Laurie Penny: I was a manic pixie dream girl
Asher Wolf: I was never a manic pixie dream girl
Read ’em both. (Second one via Gem Wilder.)

C-3PO rapping. How did I never know about this?

And finally, the Unipiper has upped his game… OF THRONES. This makes no sense.

8 thoughts on “American Flag Linky”

  1. Wow sounds wierd but some of that stuff about Everman reminded me of me.

    And the flags being all white, that figures. Sadly (and it won’t have lasted nearly as long) that means the colour polaroid of his family that one of the astronauts left on the surface is now the same way.
    http://www.hq.nasa.gov/alsj/a16/a16.data_trvl.html

    The other artifacts, trails and footprints though will be there essentially forever as far as human timescales are concerned unless something external disturbs them.

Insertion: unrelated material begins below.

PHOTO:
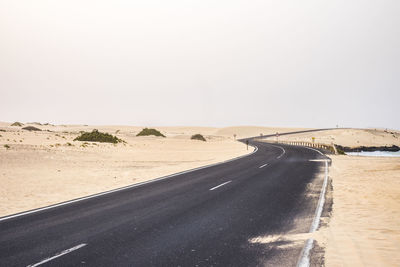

  2. Looking back fifty years, the 100th anniversary celebrations of the Civil War were super interesting, falling as they did at the time of the civil rights movement (which makes me realise: the answer to the N-word or cracker debate isn’t cracker after all! Huh!) The Southern states ended up trying to use it (mostly) as an anti-civil rights platform to try and reinforce their segregationist policies (the South will come again. No it won’t. Yes it will. No it won’t. WE can’t hear you, na na na na na na!) And nationally, the entire thing was a bit of a wasted opportunity. But, it did give rise to modern Civil War re-enactors.* There’s a great book on the subject by Robert Cook called Troubled Commemoration: The American Civil War Centennial, 1961-1965 (Baton Rouge, LA: University of Louisiana Press, 2007)

    *Interesting footnote: the first military re-enactors in the UK were actually American Civil War buffs, not – as many think – Sealed Knot type English civil war enthusiasts. The ACW re-enactors beat the Sealed Knot to the punch by about three months. Hah! Going to that conference last year did actually make me learn something!

  3. “Stuff.co.nz … amazingly enough covered this ahead of all my other much trendier sources.” Uh, Barbie is a vacuous celebrity. I’m only surprised they didn’t run her above the Egyptian coup.

    (I mean, I assume they *did* run her above the GCSB hearings.)

  4. It’s the 4th of July in the USA! To honour the occasion, make an effort to seek out and enjoy an American cultural product or consumer item.

    This made me laugh and laugh and laugh.

    Love the “I was a MPDG” article.

  5. Ivan: it’s an artist subverting a kid-culture symbol of capitalist patriarchy! That’s manna from heaven for half the blogs I follow! (And they mostly did run it eventually, too.) 🙂

    china: *hugs you once for every laugh*

  6. One single woman has a firefighter, lifeguard, a cop, a NASCAR driver, a ballerina, hairdresser, a teacher, a nurse, a doctor, a surgeon, a dentist, a vet, a paratrooper, a jet pilot, a Marine, an Ambassador for World Peace, the President of the United States of America, a UNICEF diplomat, a TV chef, an architect, a paleontologist, an astronaut, and a computer engineer among other things.

    And yet because she is thin, pretty and blonde, she gets written off as “a vacuous celebrity.”

    Oh Barbie, you are victim of the patriarchy. Time to add a new vocation: feminist.